Louis A. Brown, for appellant.
Hastings Gleason (Charles M. MacLaren, of counsel), for respondent.
An execution, issued out of the Municipal Court, was delivered to the defendant, a city marshal, whereof, according to the return of the clerk of the court, no return was made or filed. Prima facie the defendant was liable for the amount of the judgment, and could only relieve himself by showing that the judgment creditor was not aggrieved. He admitted receiving the execution, but asserted, as he was led, that he had returned it by mail, which he, residing in the place where the clerk's office is situated, might not do. He did not show that he made a levy, or that the judgment debtor had no property upon which a levy might be made; and so the judgment in his favor may not stand.
The doctrine hereof is not in accord with some remarks in a case cited upon the respondent's brief and wherein an interpretation was put upon a section of a statute of 1857 which has been adopted into the Municipal Court Act; nor is the law laid down in that case in accord with the common course of decisions in the courts of last resort. Ledyard v. Jones, 7 N.Y. 550. Moreover, in the case referred to, the marshal had filed a return.
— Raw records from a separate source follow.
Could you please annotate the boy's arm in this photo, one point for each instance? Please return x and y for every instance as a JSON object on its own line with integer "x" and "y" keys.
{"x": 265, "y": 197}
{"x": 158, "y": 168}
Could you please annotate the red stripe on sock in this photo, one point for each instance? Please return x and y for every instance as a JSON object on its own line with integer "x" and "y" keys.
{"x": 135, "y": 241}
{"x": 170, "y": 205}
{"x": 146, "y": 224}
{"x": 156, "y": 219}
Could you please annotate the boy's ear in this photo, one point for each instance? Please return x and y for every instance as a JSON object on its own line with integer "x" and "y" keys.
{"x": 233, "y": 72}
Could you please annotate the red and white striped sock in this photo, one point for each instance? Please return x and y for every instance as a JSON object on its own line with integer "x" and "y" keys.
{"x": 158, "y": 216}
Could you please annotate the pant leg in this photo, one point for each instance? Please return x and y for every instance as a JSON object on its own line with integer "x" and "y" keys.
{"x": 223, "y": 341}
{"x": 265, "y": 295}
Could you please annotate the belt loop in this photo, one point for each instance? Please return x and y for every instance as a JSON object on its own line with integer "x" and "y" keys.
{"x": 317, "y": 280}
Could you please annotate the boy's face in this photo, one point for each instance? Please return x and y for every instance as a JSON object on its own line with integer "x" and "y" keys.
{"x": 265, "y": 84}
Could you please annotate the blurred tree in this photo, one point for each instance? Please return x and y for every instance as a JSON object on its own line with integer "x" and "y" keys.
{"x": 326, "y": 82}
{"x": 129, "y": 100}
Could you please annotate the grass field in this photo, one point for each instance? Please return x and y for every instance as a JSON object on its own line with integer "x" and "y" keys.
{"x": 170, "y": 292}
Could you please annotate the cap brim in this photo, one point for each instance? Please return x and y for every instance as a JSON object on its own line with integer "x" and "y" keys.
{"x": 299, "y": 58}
Judgment reversed and a new trial ordered, with costs to the appellant to abide the event.
GILDERSLEEVE, J., concurs.
The facts of this case are stated in the opinion rendered upon a former appeal. 58 Misc. 556. Upon the first trial and again on the second trial, it was shown that the marshal did not file his return of execution as required by law. Upon the last trial, which we are now called upon to review, it was proved that the defendant did not collect anything upon the execution. Upon this evidence the court below gave judgment for the defendant. There was no proper proof before the court to show that the defendant even attempted to collect the amount of the execution. In the absence of such proof, the plaintiff was prima facie entitled to recover the amount for which the execution was issued. If the defendant had proved an attempt to collect the amount of the execution and that it was uncollectible, a different situation would be presented in relation to which the rule stated in Curry v. Farley, 8 Daly, 228, would seem to be applicable. But a marshal charged with the duty of attempting to collect an execution cannot, upon his failure to file a return as required by law, avoid liability merely by his statement that he collected nothing. For all that appears in the evidence he collected nothing because he made no attempt to collect anything.
The judgment is reversed and a new trial ordered, with costs to the appellant to abide the event.
Judgment reversed and new trial ordered, with costs to appellant to abide event.